Add words to the list below to create a stop word list. If you want to load the text from a text file (one word per line), replace the list with the path to the file (e.g. `stopwords = 'stoplist.txt'`).

In [2]:
stopwords = ['the', 'and']

### Example: Download the A List of Stop Words

This cell provides an example of how you might download a list of stop words (in this case the standard WE1S stop word list).
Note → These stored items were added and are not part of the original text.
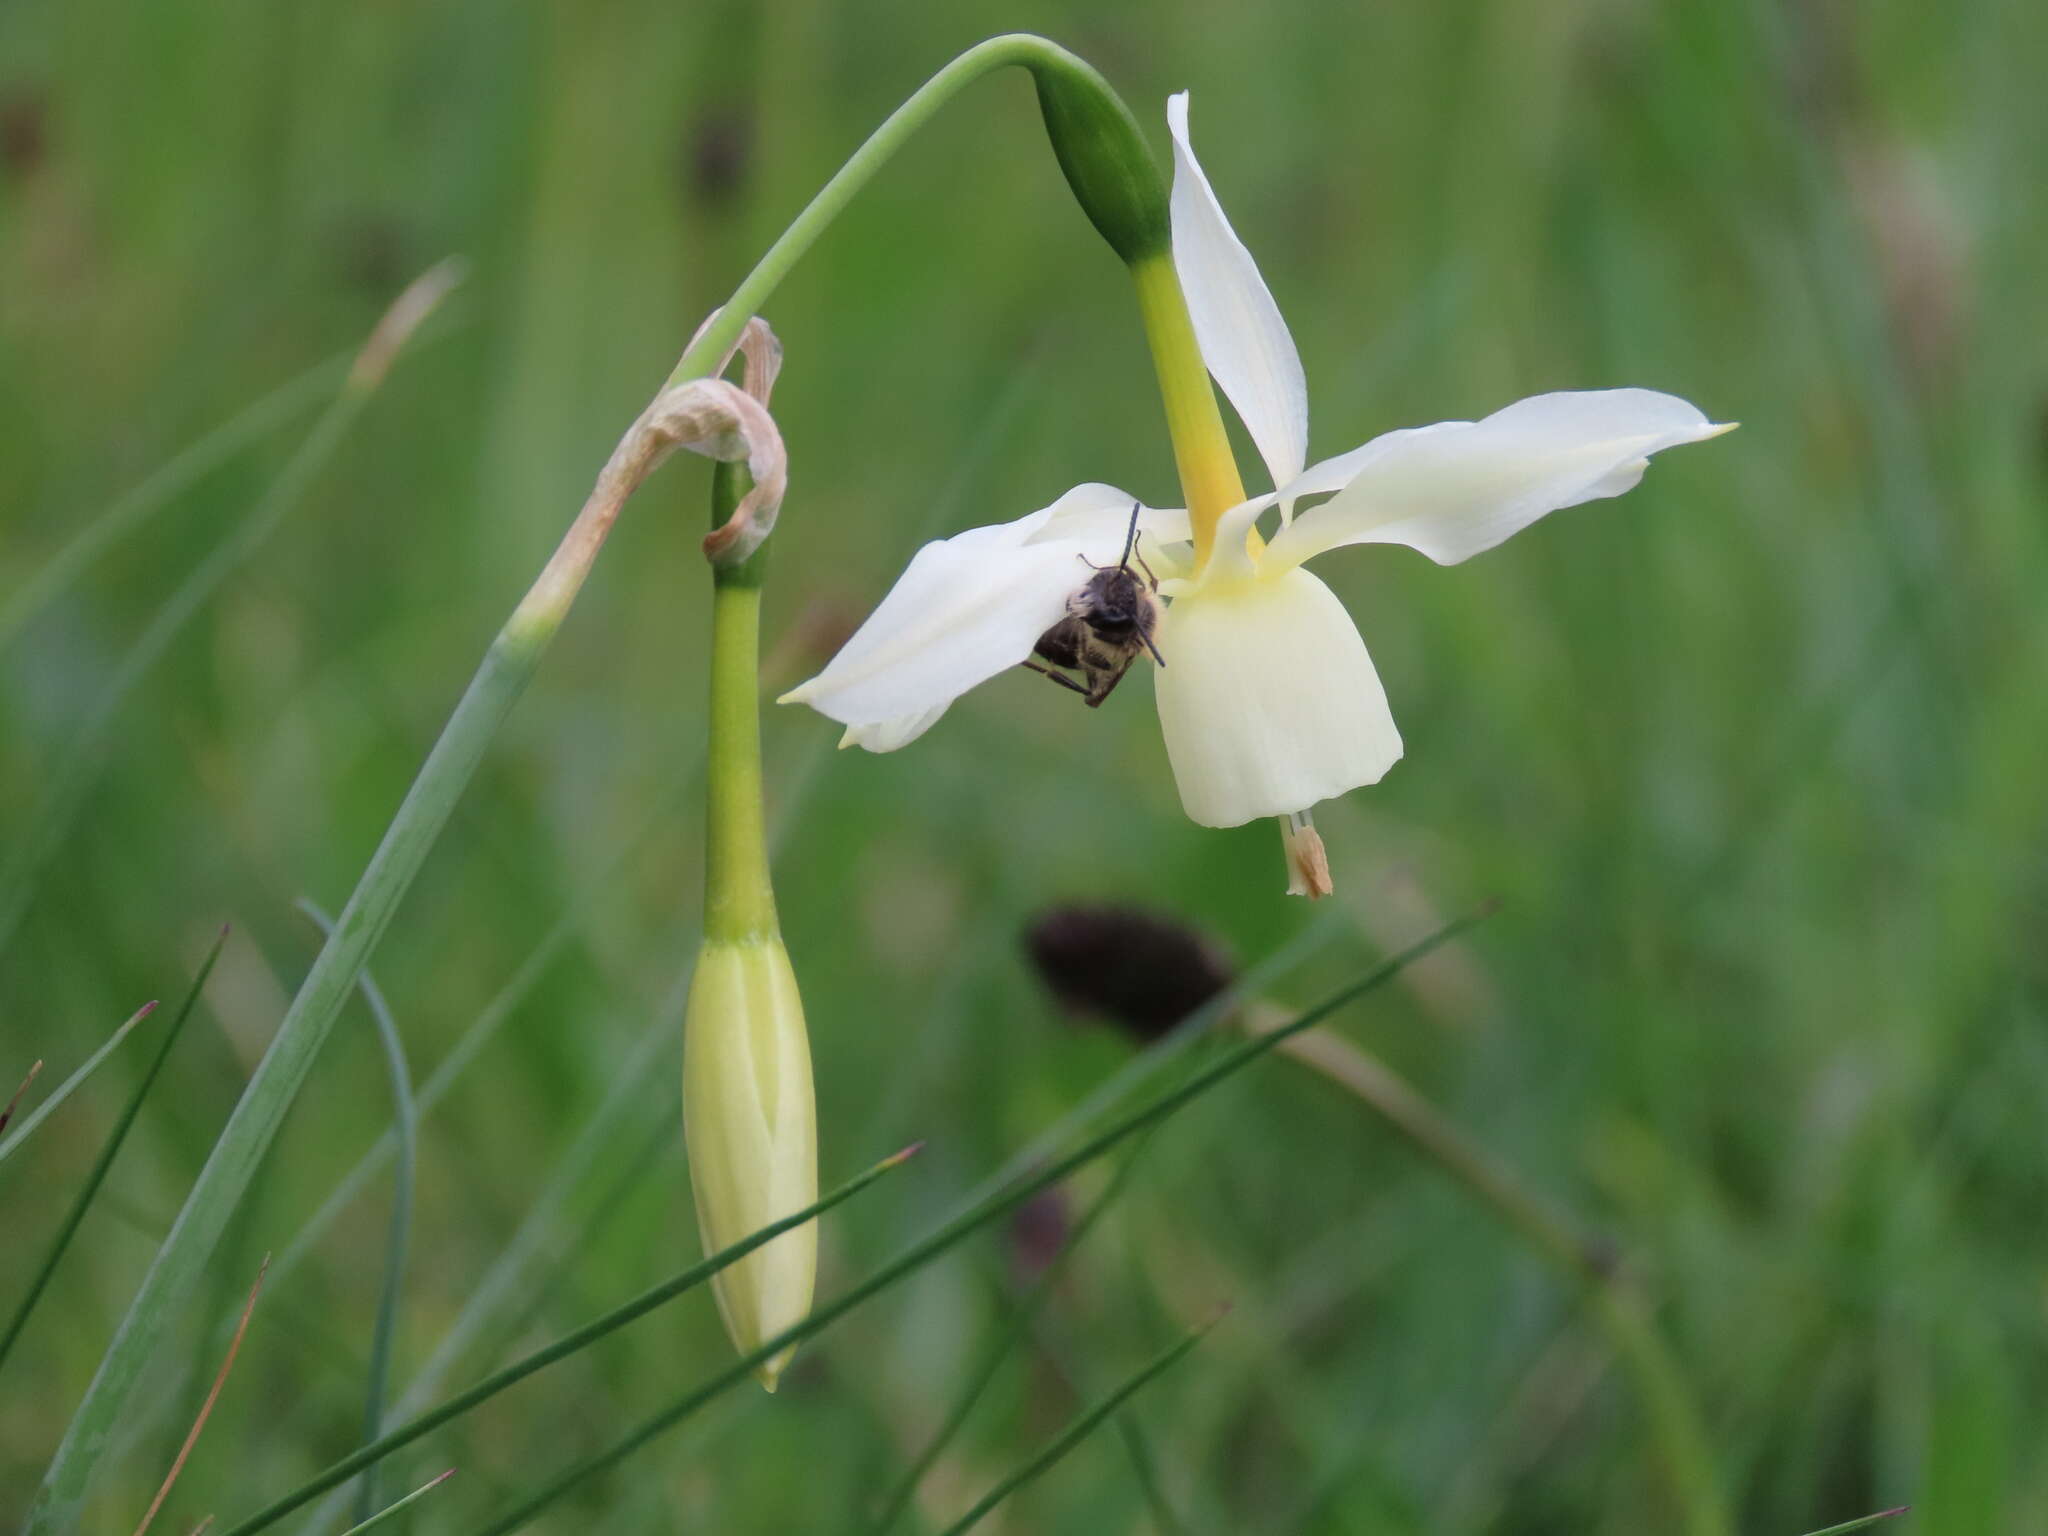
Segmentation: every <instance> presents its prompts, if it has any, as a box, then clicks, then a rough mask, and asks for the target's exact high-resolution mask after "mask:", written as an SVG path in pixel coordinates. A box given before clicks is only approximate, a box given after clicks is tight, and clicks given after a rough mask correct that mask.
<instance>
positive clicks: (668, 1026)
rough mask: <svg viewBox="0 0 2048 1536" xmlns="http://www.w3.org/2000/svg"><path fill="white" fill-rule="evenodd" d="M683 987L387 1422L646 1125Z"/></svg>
mask: <svg viewBox="0 0 2048 1536" xmlns="http://www.w3.org/2000/svg"><path fill="white" fill-rule="evenodd" d="M688 985H690V971H688V969H686V971H684V973H682V979H680V981H678V983H676V985H674V987H672V991H670V997H668V999H666V1001H664V1004H662V1006H659V1008H657V1010H653V1016H651V1018H649V1020H647V1026H645V1028H643V1030H641V1034H639V1038H637V1040H635V1042H633V1047H631V1049H629V1051H627V1055H625V1059H621V1063H618V1067H616V1069H614V1071H612V1077H610V1083H608V1085H606V1090H604V1098H602V1100H600V1102H598V1106H596V1108H594V1110H592V1112H590V1114H586V1116H584V1122H582V1126H580V1128H578V1133H575V1139H573V1141H571V1143H569V1147H567V1149H565V1151H563V1153H561V1155H559V1157H555V1161H553V1165H551V1169H549V1176H547V1182H545V1184H543V1186H541V1192H539V1194H535V1198H532V1200H530V1202H528V1206H526V1214H524V1217H520V1223H518V1229H516V1231H514V1233H512V1239H510V1241H508V1243H506V1245H504V1247H502V1249H500V1251H498V1255H496V1257H494V1260H492V1264H489V1268H487V1270H485V1272H483V1276H481V1278H477V1282H475V1284H471V1286H469V1294H467V1296H465V1298H463V1305H461V1311H457V1315H455V1321H451V1323H449V1327H444V1329H442V1331H440V1335H438V1337H436V1339H434V1348H432V1354H428V1358H426V1364H422V1366H420V1368H418V1370H416V1372H414V1376H412V1380H408V1382H406V1391H403V1393H399V1399H397V1403H393V1405H391V1413H389V1417H395V1419H399V1421H403V1419H410V1417H414V1415H418V1413H422V1411H424V1409H428V1407H432V1405H434V1399H436V1397H438V1395H440V1393H442V1391H446V1386H444V1382H446V1380H449V1376H451V1374H453V1372H455V1368H457V1366H459V1364H461V1362H463V1358H465V1356H467V1354H469V1352H471V1350H473V1348H475V1346H477V1341H479V1339H481V1337H483V1333H485V1329H489V1327H492V1323H494V1321H496V1319H498V1317H500V1315H502V1313H504V1311H506V1309H508V1307H510V1305H512V1303H514V1300H516V1296H518V1288H520V1284H522V1282H524V1278H526V1274H528V1270H530V1268H532V1266H535V1264H539V1262H541V1257H545V1255H547V1253H549V1251H551V1249H555V1247H557V1245H559V1243H557V1237H559V1233H561V1227H563V1221H565V1212H567V1210H569V1204H571V1200H573V1198H575V1192H578V1188H580V1186H582V1184H584V1180H588V1178H590V1174H592V1169H594V1167H596V1165H598V1159H600V1157H604V1153H606V1151H610V1147H612V1145H614V1141H616V1137H618V1135H621V1133H629V1130H631V1128H633V1126H635V1124H639V1122H641V1120H647V1122H649V1124H653V1116H651V1114H649V1112H647V1106H645V1104H643V1098H645V1094H647V1090H649V1085H651V1083H653V1081H659V1073H653V1071H651V1067H653V1063H655V1059H657V1057H659V1055H662V1051H664V1049H666V1047H668V1044H670V1042H672V1040H674V1038H676V1024H678V1020H680V1016H682V999H684V995H686V993H688ZM674 1124H676V1120H674V1112H672V1114H670V1118H668V1126H670V1130H672V1133H674ZM375 1438H377V1436H365V1444H369V1442H373V1440H375ZM342 1503H344V1493H342V1491H334V1493H332V1495H330V1497H328V1499H326V1501H324V1503H322V1505H319V1507H317V1509H315V1511H313V1513H311V1516H309V1518H307V1526H309V1528H311V1530H324V1528H328V1526H330V1524H332V1522H334V1520H338V1518H340V1511H342ZM350 1518H354V1516H350Z"/></svg>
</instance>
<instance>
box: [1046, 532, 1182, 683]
mask: <svg viewBox="0 0 2048 1536" xmlns="http://www.w3.org/2000/svg"><path fill="white" fill-rule="evenodd" d="M1137 547H1139V504H1137V502H1133V504H1130V532H1128V535H1126V537H1124V557H1122V559H1120V561H1116V563H1114V565H1094V561H1087V557H1085V555H1083V557H1081V559H1083V563H1087V565H1090V567H1092V569H1094V571H1096V573H1094V575H1092V578H1087V584H1085V586H1083V588H1081V590H1079V592H1075V594H1073V596H1069V598H1067V616H1065V618H1061V621H1059V623H1057V625H1053V627H1051V629H1049V631H1044V633H1042V635H1040V637H1038V643H1036V645H1032V655H1038V657H1044V659H1047V662H1051V664H1053V666H1040V664H1038V662H1024V664H1022V666H1026V668H1030V670H1032V672H1036V674H1040V676H1047V678H1051V680H1053V682H1057V684H1059V686H1061V688H1071V690H1073V692H1077V694H1081V696H1083V698H1085V700H1087V707H1090V709H1100V707H1102V700H1104V698H1108V696H1110V690H1112V688H1116V684H1118V682H1122V680H1124V674H1126V672H1128V670H1130V664H1133V662H1137V659H1139V651H1151V657H1153V662H1157V664H1159V666H1165V657H1163V655H1159V647H1157V645H1155V643H1153V631H1155V629H1157V627H1159V598H1155V596H1153V592H1157V590H1159V578H1155V575H1153V573H1151V565H1147V563H1145V557H1143V555H1137ZM1133 555H1137V561H1139V569H1141V571H1145V575H1143V578H1141V575H1139V573H1137V571H1133V569H1130V557H1133ZM1053 668H1061V670H1059V672H1055V670H1053ZM1067 672H1079V674H1081V678H1083V682H1075V680H1073V678H1069V676H1067Z"/></svg>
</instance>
It also shows how to add additional stop words to the list such as "'s" to the stop word list so that the query in the next cell can also filter the possessive "'s".

If the stop word file is downloaded successfully, the first five stop words are displayed.

In [None]:
# Get the stopwords
import requests
stoplist_url = 'https://raw.githubusercontent.com/whatevery1says/preprocessing/master/libs/vectors/we1s_standard_stoplist.txt'
response = requests.get(stoplist_url)
stopwords = response.text.split('\n')

# We'll filter possessive 's as well
stopwords.append("'s")

# Display the first five words of the stop word list
stopwords[0:5]

### Perform the Query to Filter the Stop Words

In [None]:
query = table.query('TERM not in ' + str(stopwords))
query

## Filter Punctuation Marks

There are many ways that you could filter punctuation from your table. The method below removes any term that contains a character not defined by Unicode as a "word" character, which includes punctuation marks.

In [None]:
query = table[table.TERM.str.contains('\w', regex= True, na=False)]
query